I was having a MSN Messenger chat about 6 months ago with another forum member (Stuart, if memory serves me right) who was using Pringles Potato Chip "cans" as grain silos on his layout. I guess he was painting them and linking them together with a catwalk. I am sure we have all seen photos of real engines passing a grain silo as many of them are right next to the tracks.

I thought this was a neat idea and one that could save money too. It also made me wonder about other kitchen items which could also be converted by the resourceful modeler for use on a layout.

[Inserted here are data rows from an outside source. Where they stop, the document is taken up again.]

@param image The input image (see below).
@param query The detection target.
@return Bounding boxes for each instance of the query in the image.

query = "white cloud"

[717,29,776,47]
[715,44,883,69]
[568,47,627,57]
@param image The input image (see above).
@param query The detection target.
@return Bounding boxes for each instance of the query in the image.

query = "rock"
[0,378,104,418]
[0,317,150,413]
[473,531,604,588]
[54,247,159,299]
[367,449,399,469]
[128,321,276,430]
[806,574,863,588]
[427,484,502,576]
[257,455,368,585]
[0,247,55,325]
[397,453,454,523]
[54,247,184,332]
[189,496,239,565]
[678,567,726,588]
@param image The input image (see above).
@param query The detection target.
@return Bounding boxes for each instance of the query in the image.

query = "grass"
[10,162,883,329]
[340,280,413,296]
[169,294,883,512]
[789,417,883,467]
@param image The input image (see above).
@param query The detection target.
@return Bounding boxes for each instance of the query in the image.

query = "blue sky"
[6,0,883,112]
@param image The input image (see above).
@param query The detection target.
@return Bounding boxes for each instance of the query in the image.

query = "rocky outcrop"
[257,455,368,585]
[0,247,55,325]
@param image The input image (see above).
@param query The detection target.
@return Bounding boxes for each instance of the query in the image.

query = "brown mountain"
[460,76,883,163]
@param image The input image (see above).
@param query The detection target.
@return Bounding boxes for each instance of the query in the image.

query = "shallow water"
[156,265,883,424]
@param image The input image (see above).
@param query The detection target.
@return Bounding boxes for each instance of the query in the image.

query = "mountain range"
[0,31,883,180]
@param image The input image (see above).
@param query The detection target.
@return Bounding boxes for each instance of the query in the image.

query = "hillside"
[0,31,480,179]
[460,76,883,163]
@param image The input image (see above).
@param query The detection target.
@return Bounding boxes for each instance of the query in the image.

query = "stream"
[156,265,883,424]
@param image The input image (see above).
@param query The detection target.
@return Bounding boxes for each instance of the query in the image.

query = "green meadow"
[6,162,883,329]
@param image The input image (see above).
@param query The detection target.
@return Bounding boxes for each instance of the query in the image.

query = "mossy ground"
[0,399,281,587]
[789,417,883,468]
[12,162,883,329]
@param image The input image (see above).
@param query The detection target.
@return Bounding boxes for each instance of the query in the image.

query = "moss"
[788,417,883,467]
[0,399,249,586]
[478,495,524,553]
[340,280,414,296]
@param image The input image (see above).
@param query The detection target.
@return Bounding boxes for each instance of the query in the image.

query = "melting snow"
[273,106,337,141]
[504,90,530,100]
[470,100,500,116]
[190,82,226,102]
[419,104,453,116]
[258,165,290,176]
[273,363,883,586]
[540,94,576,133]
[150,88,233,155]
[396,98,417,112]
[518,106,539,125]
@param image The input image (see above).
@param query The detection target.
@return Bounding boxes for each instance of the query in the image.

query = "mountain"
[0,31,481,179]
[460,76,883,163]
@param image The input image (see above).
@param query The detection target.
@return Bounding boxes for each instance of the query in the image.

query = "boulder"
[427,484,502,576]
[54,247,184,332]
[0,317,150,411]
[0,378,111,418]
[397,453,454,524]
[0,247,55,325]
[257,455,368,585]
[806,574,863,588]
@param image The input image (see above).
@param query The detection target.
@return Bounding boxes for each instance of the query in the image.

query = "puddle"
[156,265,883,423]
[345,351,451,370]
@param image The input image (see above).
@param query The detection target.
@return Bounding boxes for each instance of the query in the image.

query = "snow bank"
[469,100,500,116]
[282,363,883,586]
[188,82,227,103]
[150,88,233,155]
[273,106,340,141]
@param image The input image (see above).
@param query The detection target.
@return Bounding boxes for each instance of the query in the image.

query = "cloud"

The other day I was having Lays Stax Potato Chips. They too come in a canister (can). The canister is an odd shape. This shape reminded me of the conversation with Stuart about the Pringles' can and made me wonder what "use" I might find for it. I quickly thought of . . . water towers. [:D] I have seen some odd shaped water towers and the Lays can would work well for one. Since water towers come in various shapes and sizes I don't think this is too far-fetched an idea.

Then it made me also wonder what other "kitchen" items might be used on a layout. Again, I came up with . . . butter tubs. [;)] Yes, they would make good oil (or in a model railroad--diesel fuel) tanks. [:p] They too come in a variety of sizes and would work as a fuel tank farm.

I bet some of you have been "resourceful" in obtaining structures for your layouts. Would you like to share some of your resourceful ideas. [:)]

I know of one modeler who uses aluminum foil as a mold for "rocks". But if he wants to he can share that here.